O membro sênior do partido entende que se o conselho jurisdicional fizesse o seu papel antecipadamente, a imagem de Ossufo Momade e do partido não estariam denegridas, pelo que responsabiliza aquele órgão.

Sandura lamenta o facto de estar haver um sentido de isolamento dos membros da Renamo à escala nacional, pelo que deixa ficar alguns caminhos para a reconciliação interna por forma que a Renamo volte aos seus momentos. 

“Os membros da Renamo devem se encontrar, o presidente Ossufo Momade não pode ter medo dos seus elementos para o bom porto do partido. Veja só que talvez se todos os membros, com destaque para aqueles que estão comprometidos com o sucesso, crescimento e boa imagem do partido, isso tudo que ocorre neste momento, talvez pudesse acabar. Ainda que algum membro tivesse um processo para o tribunal, talvez não seria preciso” disse Ambrósio afirmando que, “ Chegados processo em tribunal é uma clara exposição do partido de forma desnecessária. Se não vejamos, quem são os juízes do tribunal, sem dúvidas são os membros da Frelimo. É mau ver juízes que até desconfiamos de serem membros da Frelimo a julgar coisas que tem haver com a Renamo. Nós dentro do nosso partido temos que ter mecanismos de como ultrapassar os nossos conflitos, isso é muito importante. Muitas vezes minimizamos os assuntos, alastram-se e tomam contornos como os que estamos a viver”. 

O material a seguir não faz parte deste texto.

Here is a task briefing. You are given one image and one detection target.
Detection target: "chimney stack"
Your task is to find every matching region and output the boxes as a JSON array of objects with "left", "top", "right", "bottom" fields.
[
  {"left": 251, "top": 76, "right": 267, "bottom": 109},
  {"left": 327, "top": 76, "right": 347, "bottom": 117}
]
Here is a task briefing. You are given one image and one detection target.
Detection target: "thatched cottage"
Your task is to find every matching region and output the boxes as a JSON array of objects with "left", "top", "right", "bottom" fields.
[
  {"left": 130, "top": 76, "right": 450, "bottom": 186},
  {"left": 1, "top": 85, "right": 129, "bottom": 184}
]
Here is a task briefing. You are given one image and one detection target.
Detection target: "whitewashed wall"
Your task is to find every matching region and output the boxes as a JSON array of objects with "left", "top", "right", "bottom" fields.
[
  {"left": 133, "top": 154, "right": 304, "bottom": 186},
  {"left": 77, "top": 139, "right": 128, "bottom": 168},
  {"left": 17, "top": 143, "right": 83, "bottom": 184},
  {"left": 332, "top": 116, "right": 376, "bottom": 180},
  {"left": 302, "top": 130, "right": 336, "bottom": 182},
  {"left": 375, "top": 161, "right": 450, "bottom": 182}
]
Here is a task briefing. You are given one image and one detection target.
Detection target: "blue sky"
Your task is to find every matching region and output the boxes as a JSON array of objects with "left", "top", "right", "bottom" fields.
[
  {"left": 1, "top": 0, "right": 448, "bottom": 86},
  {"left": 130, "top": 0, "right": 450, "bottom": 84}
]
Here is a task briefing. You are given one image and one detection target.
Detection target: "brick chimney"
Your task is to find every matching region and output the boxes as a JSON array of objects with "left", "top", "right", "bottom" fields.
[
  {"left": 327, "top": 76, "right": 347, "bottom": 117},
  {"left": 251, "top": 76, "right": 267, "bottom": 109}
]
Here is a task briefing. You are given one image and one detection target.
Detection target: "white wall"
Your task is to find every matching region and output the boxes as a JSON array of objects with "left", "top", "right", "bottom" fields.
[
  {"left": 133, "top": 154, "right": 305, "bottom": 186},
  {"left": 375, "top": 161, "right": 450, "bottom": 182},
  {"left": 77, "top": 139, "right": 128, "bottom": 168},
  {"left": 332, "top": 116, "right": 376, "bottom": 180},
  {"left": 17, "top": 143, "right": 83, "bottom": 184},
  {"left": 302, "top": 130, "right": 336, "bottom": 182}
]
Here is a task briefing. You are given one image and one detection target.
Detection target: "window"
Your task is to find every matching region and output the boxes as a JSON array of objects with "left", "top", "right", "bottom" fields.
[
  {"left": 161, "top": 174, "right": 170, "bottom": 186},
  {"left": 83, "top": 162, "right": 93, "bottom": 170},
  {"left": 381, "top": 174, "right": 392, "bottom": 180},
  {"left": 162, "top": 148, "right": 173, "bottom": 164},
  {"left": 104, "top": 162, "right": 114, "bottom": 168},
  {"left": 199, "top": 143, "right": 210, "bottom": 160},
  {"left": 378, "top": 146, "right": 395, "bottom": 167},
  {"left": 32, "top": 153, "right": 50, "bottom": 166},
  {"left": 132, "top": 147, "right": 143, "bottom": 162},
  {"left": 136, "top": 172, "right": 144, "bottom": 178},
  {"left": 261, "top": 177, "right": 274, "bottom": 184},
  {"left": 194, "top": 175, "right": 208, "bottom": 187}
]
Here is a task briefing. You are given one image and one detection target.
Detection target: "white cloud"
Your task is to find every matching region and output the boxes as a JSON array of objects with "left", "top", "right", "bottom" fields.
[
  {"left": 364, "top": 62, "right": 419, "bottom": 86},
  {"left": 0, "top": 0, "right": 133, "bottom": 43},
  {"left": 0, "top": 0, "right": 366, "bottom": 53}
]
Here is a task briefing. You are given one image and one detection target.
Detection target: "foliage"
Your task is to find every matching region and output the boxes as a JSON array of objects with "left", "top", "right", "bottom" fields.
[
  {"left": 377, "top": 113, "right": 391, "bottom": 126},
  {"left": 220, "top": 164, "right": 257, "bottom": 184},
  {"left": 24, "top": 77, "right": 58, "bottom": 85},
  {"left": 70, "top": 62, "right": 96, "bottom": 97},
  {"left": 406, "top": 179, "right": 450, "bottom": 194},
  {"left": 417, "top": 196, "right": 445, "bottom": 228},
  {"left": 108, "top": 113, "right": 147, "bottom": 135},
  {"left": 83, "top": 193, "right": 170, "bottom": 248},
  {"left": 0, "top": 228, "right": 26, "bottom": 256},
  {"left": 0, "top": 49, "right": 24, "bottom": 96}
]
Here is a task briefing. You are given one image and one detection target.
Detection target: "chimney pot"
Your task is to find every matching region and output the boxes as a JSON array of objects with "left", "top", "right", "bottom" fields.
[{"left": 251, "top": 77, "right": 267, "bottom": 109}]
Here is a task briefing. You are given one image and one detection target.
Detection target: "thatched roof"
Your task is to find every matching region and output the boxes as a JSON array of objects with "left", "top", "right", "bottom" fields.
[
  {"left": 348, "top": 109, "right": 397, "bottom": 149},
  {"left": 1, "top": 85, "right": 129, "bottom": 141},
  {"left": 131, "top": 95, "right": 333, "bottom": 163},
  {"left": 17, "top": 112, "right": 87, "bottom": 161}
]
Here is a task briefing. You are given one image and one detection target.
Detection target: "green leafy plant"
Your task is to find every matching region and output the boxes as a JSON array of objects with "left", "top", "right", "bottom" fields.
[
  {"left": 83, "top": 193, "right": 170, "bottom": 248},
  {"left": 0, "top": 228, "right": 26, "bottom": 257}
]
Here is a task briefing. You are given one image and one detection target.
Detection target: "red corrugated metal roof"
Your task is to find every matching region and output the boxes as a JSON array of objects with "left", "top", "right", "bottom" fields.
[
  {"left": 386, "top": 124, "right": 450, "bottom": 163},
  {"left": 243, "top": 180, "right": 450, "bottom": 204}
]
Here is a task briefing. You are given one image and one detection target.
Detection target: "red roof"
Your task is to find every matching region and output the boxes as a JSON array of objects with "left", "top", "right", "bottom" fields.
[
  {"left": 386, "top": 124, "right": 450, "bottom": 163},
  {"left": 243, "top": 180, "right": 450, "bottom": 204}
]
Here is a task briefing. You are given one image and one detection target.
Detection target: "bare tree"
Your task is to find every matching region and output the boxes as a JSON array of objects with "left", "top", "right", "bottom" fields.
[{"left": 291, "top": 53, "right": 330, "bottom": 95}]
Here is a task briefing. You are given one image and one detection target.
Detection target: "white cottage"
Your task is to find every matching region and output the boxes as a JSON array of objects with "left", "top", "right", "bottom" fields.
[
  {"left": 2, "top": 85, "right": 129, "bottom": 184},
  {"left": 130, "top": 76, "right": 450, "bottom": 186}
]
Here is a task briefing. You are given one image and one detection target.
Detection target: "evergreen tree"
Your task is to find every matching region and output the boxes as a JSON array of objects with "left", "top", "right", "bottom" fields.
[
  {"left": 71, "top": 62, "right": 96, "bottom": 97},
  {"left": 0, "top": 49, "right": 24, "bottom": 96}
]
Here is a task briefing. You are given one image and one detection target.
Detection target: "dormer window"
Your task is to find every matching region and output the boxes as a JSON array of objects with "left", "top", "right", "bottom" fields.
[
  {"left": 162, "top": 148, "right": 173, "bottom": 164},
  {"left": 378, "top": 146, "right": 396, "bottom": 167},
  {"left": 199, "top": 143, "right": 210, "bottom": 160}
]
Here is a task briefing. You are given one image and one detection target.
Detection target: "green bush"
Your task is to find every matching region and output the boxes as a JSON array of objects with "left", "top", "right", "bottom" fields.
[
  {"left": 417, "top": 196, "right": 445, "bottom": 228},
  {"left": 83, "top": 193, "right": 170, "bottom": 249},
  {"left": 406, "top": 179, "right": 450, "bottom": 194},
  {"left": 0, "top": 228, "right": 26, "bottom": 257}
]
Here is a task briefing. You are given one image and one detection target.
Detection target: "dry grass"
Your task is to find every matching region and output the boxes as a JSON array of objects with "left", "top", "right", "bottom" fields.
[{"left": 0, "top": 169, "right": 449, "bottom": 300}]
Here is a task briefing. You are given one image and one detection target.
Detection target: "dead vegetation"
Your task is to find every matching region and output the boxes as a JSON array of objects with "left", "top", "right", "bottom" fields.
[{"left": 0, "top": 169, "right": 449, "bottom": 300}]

Sandura baseou-se no posicionamento do presidente da República Filipe Nyusi que no passado recente, tomou posicionamento de se deslocar a Serra da Gorongosa para se encontrar com o falecido líder da Renamo Afonso Dhlakama em tempo de conflito armado, para a estabilidade e pacificação do país, como bom exemplo de reconciliação e que Ossufo Momade devia seguir caminhos iguais para se reconciliar com os demais quadros da Renamo, neste momento isolados d sua liderança. 

“ Acham que o presidente da República na altura não tinha conselheiro, será que tudo que eles diziam era favorável aos encontros. Acredito que Filipe Nyusi ouvia e filtrava os conselhos dos seus assessores e tomavam melhor posição para o bem dos moçambicanos. É aí que Ossufo Momade precisa seguir, no sentido de procurar pelos membros e sem esperar de comando dos seus conselheiros próximos a ele, grupo pequeno que até podem não dar boas ideias”.

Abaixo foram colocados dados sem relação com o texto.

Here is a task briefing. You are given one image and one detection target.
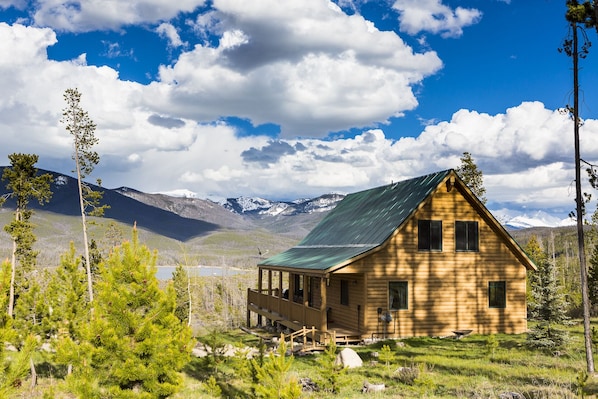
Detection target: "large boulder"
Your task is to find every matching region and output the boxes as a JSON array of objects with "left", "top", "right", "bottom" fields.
[{"left": 334, "top": 347, "right": 363, "bottom": 369}]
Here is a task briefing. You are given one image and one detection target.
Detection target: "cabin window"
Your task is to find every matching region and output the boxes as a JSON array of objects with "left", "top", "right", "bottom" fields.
[
  {"left": 389, "top": 281, "right": 408, "bottom": 310},
  {"left": 418, "top": 220, "right": 442, "bottom": 251},
  {"left": 340, "top": 280, "right": 349, "bottom": 306},
  {"left": 455, "top": 221, "right": 479, "bottom": 251},
  {"left": 488, "top": 281, "right": 506, "bottom": 308}
]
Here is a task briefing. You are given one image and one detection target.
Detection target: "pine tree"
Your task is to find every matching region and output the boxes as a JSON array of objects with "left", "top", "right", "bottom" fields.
[
  {"left": 456, "top": 151, "right": 487, "bottom": 204},
  {"left": 589, "top": 243, "right": 598, "bottom": 312},
  {"left": 61, "top": 88, "right": 108, "bottom": 304},
  {"left": 1, "top": 153, "right": 52, "bottom": 317},
  {"left": 48, "top": 244, "right": 91, "bottom": 379},
  {"left": 172, "top": 264, "right": 191, "bottom": 325},
  {"left": 47, "top": 243, "right": 90, "bottom": 340},
  {"left": 60, "top": 229, "right": 193, "bottom": 398},
  {"left": 525, "top": 235, "right": 569, "bottom": 351},
  {"left": 315, "top": 341, "right": 346, "bottom": 394},
  {"left": 252, "top": 339, "right": 301, "bottom": 399},
  {"left": 0, "top": 261, "right": 37, "bottom": 393}
]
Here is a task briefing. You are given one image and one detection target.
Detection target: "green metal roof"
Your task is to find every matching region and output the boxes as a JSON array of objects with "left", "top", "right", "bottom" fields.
[{"left": 259, "top": 170, "right": 452, "bottom": 271}]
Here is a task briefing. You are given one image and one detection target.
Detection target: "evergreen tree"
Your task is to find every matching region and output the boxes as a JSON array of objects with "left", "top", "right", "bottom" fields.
[
  {"left": 47, "top": 243, "right": 90, "bottom": 340},
  {"left": 1, "top": 153, "right": 52, "bottom": 317},
  {"left": 525, "top": 235, "right": 569, "bottom": 351},
  {"left": 61, "top": 88, "right": 108, "bottom": 304},
  {"left": 0, "top": 261, "right": 12, "bottom": 330},
  {"left": 0, "top": 261, "right": 37, "bottom": 394},
  {"left": 12, "top": 273, "right": 50, "bottom": 339},
  {"left": 315, "top": 341, "right": 345, "bottom": 394},
  {"left": 456, "top": 151, "right": 487, "bottom": 204},
  {"left": 60, "top": 229, "right": 193, "bottom": 398},
  {"left": 589, "top": 243, "right": 598, "bottom": 313},
  {"left": 252, "top": 340, "right": 301, "bottom": 399},
  {"left": 172, "top": 264, "right": 191, "bottom": 325}
]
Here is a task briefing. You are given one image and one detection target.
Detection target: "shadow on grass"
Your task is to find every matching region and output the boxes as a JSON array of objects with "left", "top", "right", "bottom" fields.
[
  {"left": 183, "top": 357, "right": 213, "bottom": 381},
  {"left": 183, "top": 358, "right": 252, "bottom": 399},
  {"left": 35, "top": 361, "right": 68, "bottom": 379}
]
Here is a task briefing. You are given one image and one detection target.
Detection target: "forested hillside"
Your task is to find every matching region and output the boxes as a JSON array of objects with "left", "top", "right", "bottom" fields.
[{"left": 511, "top": 225, "right": 597, "bottom": 316}]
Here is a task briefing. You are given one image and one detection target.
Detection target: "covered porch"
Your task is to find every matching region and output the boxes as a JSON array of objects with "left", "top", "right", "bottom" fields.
[{"left": 246, "top": 267, "right": 362, "bottom": 343}]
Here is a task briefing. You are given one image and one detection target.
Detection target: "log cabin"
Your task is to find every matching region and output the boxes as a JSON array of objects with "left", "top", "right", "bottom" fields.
[{"left": 246, "top": 169, "right": 536, "bottom": 341}]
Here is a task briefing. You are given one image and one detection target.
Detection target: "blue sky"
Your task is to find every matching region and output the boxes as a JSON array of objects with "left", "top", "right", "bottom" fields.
[{"left": 0, "top": 0, "right": 597, "bottom": 225}]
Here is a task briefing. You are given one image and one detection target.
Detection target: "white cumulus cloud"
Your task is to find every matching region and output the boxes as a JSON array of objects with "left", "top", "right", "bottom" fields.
[{"left": 392, "top": 0, "right": 482, "bottom": 38}]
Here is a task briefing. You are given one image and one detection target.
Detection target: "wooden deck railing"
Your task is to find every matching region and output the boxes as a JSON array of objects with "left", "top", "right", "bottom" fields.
[
  {"left": 247, "top": 288, "right": 323, "bottom": 330},
  {"left": 282, "top": 327, "right": 336, "bottom": 352}
]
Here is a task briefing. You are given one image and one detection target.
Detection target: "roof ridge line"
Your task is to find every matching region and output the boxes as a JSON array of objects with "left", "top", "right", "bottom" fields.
[{"left": 295, "top": 244, "right": 376, "bottom": 248}]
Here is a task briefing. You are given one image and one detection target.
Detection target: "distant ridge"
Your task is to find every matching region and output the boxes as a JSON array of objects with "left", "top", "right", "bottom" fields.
[{"left": 0, "top": 168, "right": 219, "bottom": 242}]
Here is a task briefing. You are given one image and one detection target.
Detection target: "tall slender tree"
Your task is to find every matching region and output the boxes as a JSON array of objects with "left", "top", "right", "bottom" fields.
[
  {"left": 525, "top": 236, "right": 569, "bottom": 352},
  {"left": 562, "top": 0, "right": 597, "bottom": 373},
  {"left": 1, "top": 153, "right": 52, "bottom": 317},
  {"left": 60, "top": 88, "right": 107, "bottom": 304},
  {"left": 456, "top": 151, "right": 487, "bottom": 204}
]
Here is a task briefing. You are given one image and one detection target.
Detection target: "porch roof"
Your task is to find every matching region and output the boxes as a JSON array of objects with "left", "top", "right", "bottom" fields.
[{"left": 259, "top": 170, "right": 452, "bottom": 271}]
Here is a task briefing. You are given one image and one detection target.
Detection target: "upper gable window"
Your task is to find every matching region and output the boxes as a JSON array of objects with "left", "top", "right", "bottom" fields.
[
  {"left": 418, "top": 220, "right": 442, "bottom": 251},
  {"left": 455, "top": 221, "right": 479, "bottom": 252}
]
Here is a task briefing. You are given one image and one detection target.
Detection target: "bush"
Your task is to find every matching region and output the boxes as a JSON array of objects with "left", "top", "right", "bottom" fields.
[{"left": 393, "top": 365, "right": 419, "bottom": 385}]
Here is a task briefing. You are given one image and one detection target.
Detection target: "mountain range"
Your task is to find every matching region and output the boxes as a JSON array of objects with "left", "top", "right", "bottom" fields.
[
  {"left": 0, "top": 168, "right": 340, "bottom": 266},
  {"left": 0, "top": 168, "right": 574, "bottom": 267}
]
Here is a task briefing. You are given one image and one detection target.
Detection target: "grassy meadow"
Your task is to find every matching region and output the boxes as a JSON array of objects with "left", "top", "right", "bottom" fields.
[
  {"left": 2, "top": 320, "right": 570, "bottom": 398},
  {"left": 10, "top": 320, "right": 596, "bottom": 398},
  {"left": 166, "top": 321, "right": 595, "bottom": 399}
]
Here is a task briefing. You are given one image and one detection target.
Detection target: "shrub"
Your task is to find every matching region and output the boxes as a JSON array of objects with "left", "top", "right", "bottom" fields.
[{"left": 393, "top": 365, "right": 419, "bottom": 385}]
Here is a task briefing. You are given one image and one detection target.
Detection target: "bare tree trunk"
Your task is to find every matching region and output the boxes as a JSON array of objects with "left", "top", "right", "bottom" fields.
[
  {"left": 572, "top": 22, "right": 595, "bottom": 374},
  {"left": 8, "top": 237, "right": 16, "bottom": 317},
  {"left": 74, "top": 146, "right": 94, "bottom": 304},
  {"left": 8, "top": 209, "right": 20, "bottom": 318},
  {"left": 187, "top": 269, "right": 192, "bottom": 327},
  {"left": 29, "top": 358, "right": 37, "bottom": 388}
]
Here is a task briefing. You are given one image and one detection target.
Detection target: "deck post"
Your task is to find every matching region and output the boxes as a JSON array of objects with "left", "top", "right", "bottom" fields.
[
  {"left": 302, "top": 274, "right": 308, "bottom": 323},
  {"left": 278, "top": 271, "right": 283, "bottom": 315},
  {"left": 320, "top": 276, "right": 327, "bottom": 332},
  {"left": 289, "top": 273, "right": 295, "bottom": 301},
  {"left": 267, "top": 270, "right": 272, "bottom": 296},
  {"left": 257, "top": 269, "right": 263, "bottom": 325},
  {"left": 246, "top": 289, "right": 251, "bottom": 327}
]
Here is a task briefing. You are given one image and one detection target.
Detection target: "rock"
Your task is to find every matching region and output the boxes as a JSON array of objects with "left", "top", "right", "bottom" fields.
[
  {"left": 362, "top": 380, "right": 385, "bottom": 393},
  {"left": 499, "top": 393, "right": 524, "bottom": 399},
  {"left": 192, "top": 346, "right": 208, "bottom": 357},
  {"left": 300, "top": 377, "right": 319, "bottom": 392},
  {"left": 334, "top": 347, "right": 363, "bottom": 369}
]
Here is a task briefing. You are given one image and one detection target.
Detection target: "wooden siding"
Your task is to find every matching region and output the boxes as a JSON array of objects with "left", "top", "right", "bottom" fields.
[
  {"left": 340, "top": 184, "right": 528, "bottom": 338},
  {"left": 326, "top": 274, "right": 365, "bottom": 333}
]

Aquele membro sênior espera por uma Renamo melhor nos próximos momentos e a altura de entrar na corrida eleitoral este ano para amealhar bons resultados. 

Sandura Ambrósio, recorde-se,ficou conhecido aquando da sua eleição ao cargo de delegado político provincial de Sofala em 2019, mas que viria a não ocupar aquela posição por alegado mau entendido com a liderança máxima do partido. 

Mais tarde foi acusado no grupo de cinco arguidos, por ter sido considerado culpado no crime de conspiração contra a segurança de Estado, ao financiar a auto proclamada junta militar da Renamo, que aterrorizava o centro do país. Tratava-se de um grupo de dissidentes do maior partido da oposição em Moçambique como que perpetraram ataques na região centro. Nesta altura, o tribunal judicial de Dondo considerou que ficou provado o envolvimento daqueles no caso no apoio financeiro ao grupo e condenou a penas suspensa de cinco anos de prisão.